WebGL-Paccer (more three.js)

Here’s a little simplified version of a rather known game I’d like to call “WebGL-Paccer”. You play as a yellow ball, trying to eat all the dots before the enemy gets you. Yeah, that one.


Even though it has a distinct “retro” look, I added an FXAA-aliasing and a bloom-filter to it. I tried doing some dynamic cube-map for floor-reflections, but it didn’t fit the theme.

Maybe in an extended version could not only add more enemies (Blinky, Inky, Pinky, Clyde) but also some more fx. I loved Geometry wars, maybe some effects from them could fit in here…

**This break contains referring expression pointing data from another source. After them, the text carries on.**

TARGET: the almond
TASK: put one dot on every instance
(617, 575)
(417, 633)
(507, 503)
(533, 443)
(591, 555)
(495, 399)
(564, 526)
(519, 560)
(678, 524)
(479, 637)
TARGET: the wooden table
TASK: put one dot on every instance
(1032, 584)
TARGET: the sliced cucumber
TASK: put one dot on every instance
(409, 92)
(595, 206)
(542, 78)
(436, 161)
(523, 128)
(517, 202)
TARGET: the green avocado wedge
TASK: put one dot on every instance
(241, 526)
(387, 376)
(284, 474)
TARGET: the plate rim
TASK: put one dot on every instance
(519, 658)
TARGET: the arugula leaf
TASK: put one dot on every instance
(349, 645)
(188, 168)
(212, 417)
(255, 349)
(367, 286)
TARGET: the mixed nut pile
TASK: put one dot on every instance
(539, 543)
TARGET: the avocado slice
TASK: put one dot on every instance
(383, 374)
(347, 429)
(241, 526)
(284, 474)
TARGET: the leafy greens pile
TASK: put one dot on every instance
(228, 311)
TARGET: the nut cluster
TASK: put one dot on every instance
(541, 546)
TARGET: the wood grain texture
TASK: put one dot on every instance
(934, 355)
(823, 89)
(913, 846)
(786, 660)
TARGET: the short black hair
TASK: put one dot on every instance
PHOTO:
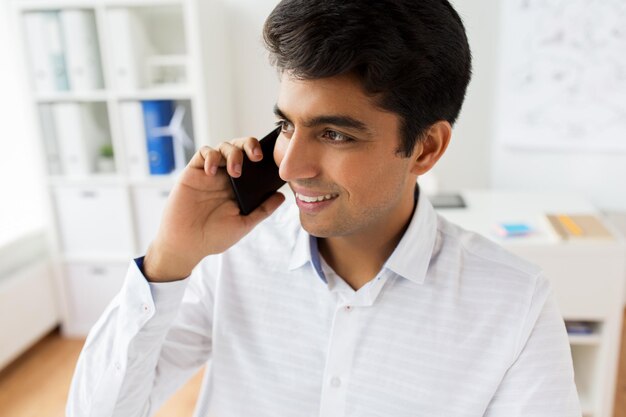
(411, 55)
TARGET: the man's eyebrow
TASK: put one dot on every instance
(336, 120)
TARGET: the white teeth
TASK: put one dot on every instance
(307, 199)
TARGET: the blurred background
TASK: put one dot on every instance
(102, 102)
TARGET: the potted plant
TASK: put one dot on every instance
(105, 162)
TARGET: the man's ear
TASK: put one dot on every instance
(430, 147)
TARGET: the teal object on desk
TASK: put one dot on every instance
(513, 229)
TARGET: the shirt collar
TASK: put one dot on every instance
(412, 256)
(410, 259)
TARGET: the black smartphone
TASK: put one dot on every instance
(258, 180)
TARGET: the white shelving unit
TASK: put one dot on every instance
(101, 220)
(587, 277)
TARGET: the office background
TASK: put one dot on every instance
(474, 160)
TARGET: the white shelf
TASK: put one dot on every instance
(96, 258)
(88, 180)
(68, 96)
(172, 93)
(35, 5)
(141, 3)
(585, 340)
(586, 276)
(100, 221)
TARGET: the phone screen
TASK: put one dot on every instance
(258, 180)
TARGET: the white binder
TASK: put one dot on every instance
(45, 51)
(77, 146)
(128, 46)
(133, 132)
(48, 134)
(82, 50)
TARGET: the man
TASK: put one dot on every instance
(357, 300)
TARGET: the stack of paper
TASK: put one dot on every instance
(579, 226)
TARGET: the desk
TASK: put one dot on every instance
(587, 277)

WebGL: three.js & dat.gui.js

I’ve uploaded an updated WebGL demo I wrote some time ago. It shows a vertex displacement shader on simple models and applies some screen-space image filter (=fragment shaders) to it:

Here are selected screenshots:

Screen Shot 2013-05-17 at 7.03Screen Shot 2013-05-17 at 7.07

Screen Shot 2013-05-17 at 7.04Screen Shot 2013-05-17 at 7.06

The effects implemented are:

  • Vertex shader displacement
  • TwoTone shading
  • CEL-Shading
  • Gaussian Blur
  • Image Enhancement by unsharp masking the depthbuffer
  • Gamma/Contrast/Brightness adjustment

Github: GLSL shader library

Modern OpenGL relies heavily on GLSL shaders. They are needed for pretty much everything you draw. To ease the handling of shaders I’ve decided publish my shader-collection (well, part of it, for now) on github. The shaders are sorted by GLSL version (currently: version 1.5, webgl 1.0) and “purpose”. Their implementation is focused on readability, not speed. Hence, they can be optimized quite heavily and be combined as well. Anyway, here’s the link:

I’m planning on continuously adding shaders.

Github: OpenGL 3.2 core Render-library [cpp]

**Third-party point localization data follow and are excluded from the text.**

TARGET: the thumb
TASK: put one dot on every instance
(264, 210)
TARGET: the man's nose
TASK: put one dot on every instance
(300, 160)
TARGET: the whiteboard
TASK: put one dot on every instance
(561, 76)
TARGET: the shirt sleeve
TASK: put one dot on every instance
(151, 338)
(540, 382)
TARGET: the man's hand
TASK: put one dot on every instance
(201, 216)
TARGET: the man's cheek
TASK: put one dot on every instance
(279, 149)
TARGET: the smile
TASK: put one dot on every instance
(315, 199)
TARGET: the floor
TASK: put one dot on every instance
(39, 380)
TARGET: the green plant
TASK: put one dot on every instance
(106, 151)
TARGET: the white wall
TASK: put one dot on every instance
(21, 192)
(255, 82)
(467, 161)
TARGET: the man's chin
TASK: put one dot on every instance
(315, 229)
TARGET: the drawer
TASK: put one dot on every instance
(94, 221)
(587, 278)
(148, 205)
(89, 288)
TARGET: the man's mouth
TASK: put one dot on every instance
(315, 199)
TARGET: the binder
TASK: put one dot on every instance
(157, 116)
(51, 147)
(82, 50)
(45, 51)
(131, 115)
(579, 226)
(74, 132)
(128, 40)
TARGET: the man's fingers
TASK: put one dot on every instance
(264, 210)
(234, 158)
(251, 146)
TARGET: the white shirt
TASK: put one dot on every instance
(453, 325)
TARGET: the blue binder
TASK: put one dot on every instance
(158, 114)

I’ve shared parts of my rendering library on github:

here’s a feature list:

  • OpenGL 3.2 core profile rendering
  • cpp, compiles with gcc & VS 2010
  • cmake project-file
  • focus on Imagefilters via GLSL fragment-shader

Here’s a little code example on the usage:

using namespace SciIllLib;

CFilter fltFXAA = new CFilter();

SFilterEngine::ReGenerateTexture(&m_rtScene, GL_FLOAT); SFilterEngine::ReGenerateTexture(&m_rtFinal, GL_FLOAT);

... render as usual ...

SFilterEngine::Apply(fltFXAA, m_rtScene, m_rtFinal);
SFilterEngine::ToScreen(fltDisplay, m_rtFinal);

Of course it can do much more – load textures, load models, …

Video: Spectral rendering on the GPU – soap bubble!

I came up with an idea for a soap-bubble shader!

Two-sided soap bubble thin-film interference

More generally speaking it does dynamic thin-film interference of hollow convex two-sided objects in a deferred rendering configuration. In two passes front and back are rendered and the ray is traced through the object. To give you a better idea I screen-captured my demo-program and uploaded it:

As before all physical parameters of the shader can be changed at runtime (as seen in the above video). Bear in mind, that the program uses OpenGL 3.2 core and runs on my late iMac 2011 – it uses a Radeon 6960M, a mobile GPU.

The cube maps are from Emil Persson and can be found at humus’s textures. The head model is copyrighted to © I-R Entertainment Ltd., taken from Morgan McGuire‘s Graphics Data.